U+FEFF as a regular character
As you stated, U+FEFF should be treated as BOM (byte order mark) in the beginning of a file. Theoretically it could also appear in the middle of text since it actually is character denoting a zero width non-breaking space (ZWNBSP). In some languages/writing systems all words in a line are joined (=written together) and in such cases this character could be used as a separator, just like regular space in English but it does not cause a typographically visible gap. I'm not actually familiar with such scripts so my view might not be fully correct.
U+FEFF should only appear as a BOM
However, the usage of U+FEFF as a ZWNBSP has been deprecated as of Unicode version 3.2 and currently the purpose of U+FEFF is to act as a BOM. Instead of ZWNBSP as a separator, U+2060 (word joiner) character is strongly preferred by the Unicode consortium. Their FAQ also suggests that any U+FEFF occurring in the middle of a file can be treated as an unsupported character that should be displayed as invisible. Another possible solutions that comes into my mind would be to replace any U+FEFF occurring in the middle of a file with U+2060 or just ignore it.
Accidentally added U+FEFF
I guess the most probable reason for U+FEFF to appear in the middle of text is that it is a an erroneous result (or side effect) of a string concatenation. RFC 3629, that incorporated the usage of a BOM, denotes that stripping of the leading U+FEFF is necessary in concatenating strings. This also implies that the character could just be removed when found in middle of text.
U+FEFF and UTF-8
U+FEFF as a BOM has no real effect when the text is encoded as UTF-8 since it always has the same byte order. BOM in UTF-8 interferes with systems that rely on the presence of certain leading characters and protocols that explicitly mandate the encoding or an encoding identification method. Real world experience has also showed that some applications choke on UTF-8 with BOM. Therefore the usage of a BOM is generally discouraged when using UTF-8. Removing BOM from an UTF-8 encoded file should should not cause incorrect interpretation of the file (unless there is some checksum or digital signature related to the byte stream of the file).

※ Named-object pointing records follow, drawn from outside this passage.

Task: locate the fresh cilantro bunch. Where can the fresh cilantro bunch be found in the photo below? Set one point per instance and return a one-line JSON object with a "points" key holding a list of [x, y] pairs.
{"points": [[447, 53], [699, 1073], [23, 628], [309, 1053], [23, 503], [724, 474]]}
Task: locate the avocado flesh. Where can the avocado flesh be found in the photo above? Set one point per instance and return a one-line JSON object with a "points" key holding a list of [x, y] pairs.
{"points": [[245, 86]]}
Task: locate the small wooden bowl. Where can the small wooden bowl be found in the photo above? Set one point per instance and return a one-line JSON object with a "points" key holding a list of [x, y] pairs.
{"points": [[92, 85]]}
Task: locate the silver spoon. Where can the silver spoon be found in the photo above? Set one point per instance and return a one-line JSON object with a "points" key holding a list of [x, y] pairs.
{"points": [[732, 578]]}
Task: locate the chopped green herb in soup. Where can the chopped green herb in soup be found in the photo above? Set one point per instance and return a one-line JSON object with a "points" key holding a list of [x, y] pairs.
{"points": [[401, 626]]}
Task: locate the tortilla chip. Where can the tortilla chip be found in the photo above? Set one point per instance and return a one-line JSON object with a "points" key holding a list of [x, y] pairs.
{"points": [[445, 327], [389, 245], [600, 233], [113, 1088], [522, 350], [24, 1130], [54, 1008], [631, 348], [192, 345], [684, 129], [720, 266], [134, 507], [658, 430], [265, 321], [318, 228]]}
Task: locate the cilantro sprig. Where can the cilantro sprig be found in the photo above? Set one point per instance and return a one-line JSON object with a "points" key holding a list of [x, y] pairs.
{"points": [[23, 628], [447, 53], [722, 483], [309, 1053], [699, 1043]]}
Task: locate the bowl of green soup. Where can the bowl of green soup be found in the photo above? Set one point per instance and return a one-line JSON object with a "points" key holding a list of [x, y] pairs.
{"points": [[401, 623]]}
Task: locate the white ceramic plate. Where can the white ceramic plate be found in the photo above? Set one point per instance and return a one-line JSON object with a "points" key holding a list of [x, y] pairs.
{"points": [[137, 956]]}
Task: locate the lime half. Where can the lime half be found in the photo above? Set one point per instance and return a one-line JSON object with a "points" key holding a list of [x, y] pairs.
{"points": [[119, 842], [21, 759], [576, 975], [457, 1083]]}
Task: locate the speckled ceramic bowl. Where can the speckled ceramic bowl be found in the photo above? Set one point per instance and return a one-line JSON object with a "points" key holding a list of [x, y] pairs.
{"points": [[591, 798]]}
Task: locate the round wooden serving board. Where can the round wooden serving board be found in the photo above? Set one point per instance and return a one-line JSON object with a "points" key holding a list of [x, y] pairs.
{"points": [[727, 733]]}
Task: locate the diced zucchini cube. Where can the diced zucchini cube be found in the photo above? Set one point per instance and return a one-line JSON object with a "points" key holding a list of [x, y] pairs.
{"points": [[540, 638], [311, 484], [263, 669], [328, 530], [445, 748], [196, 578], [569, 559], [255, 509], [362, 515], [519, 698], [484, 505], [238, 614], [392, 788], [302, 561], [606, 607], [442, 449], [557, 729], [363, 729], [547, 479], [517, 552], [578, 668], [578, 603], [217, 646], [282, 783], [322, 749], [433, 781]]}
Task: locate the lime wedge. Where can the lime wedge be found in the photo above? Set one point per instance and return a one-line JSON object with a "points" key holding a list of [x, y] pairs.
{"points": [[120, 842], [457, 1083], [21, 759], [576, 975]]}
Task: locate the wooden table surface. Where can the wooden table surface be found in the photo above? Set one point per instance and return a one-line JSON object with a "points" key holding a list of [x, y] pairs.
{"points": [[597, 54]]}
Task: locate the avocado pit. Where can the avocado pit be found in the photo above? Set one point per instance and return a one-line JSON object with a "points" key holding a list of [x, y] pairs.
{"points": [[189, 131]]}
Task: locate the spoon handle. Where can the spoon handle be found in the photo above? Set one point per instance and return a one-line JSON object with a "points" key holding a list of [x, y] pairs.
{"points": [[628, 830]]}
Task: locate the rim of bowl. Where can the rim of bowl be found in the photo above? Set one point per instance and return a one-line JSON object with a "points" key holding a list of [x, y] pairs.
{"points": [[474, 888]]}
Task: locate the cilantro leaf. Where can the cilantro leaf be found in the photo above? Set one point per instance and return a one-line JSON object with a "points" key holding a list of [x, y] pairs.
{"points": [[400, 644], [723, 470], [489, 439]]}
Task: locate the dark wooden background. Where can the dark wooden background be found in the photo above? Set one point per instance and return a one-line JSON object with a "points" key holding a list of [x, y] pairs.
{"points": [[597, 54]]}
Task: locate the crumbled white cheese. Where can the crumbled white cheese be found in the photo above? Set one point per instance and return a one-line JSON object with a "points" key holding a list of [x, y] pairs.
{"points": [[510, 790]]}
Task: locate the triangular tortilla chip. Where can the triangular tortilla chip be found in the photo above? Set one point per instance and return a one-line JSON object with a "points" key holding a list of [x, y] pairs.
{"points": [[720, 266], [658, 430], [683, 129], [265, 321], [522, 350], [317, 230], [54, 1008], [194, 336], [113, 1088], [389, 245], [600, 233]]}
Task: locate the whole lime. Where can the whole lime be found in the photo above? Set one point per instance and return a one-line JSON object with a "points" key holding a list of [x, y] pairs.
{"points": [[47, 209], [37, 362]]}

On "how MS will write a souce code file" : VS can save files with and without BOM, as well in whole bunch of other encodings. The default is UTF-8 with BOM. You can try it yourself by going File -> Save ... as -> click triangle on "Save" button and chose "save with encoding".
On usage of FEFF in actual code - never seen one using it in the code... wikipedia suggests that it should be treated as zero-width space if happened anywhere but first position ( http://en.wikipedia.org/wiki/Byte_order_mark ).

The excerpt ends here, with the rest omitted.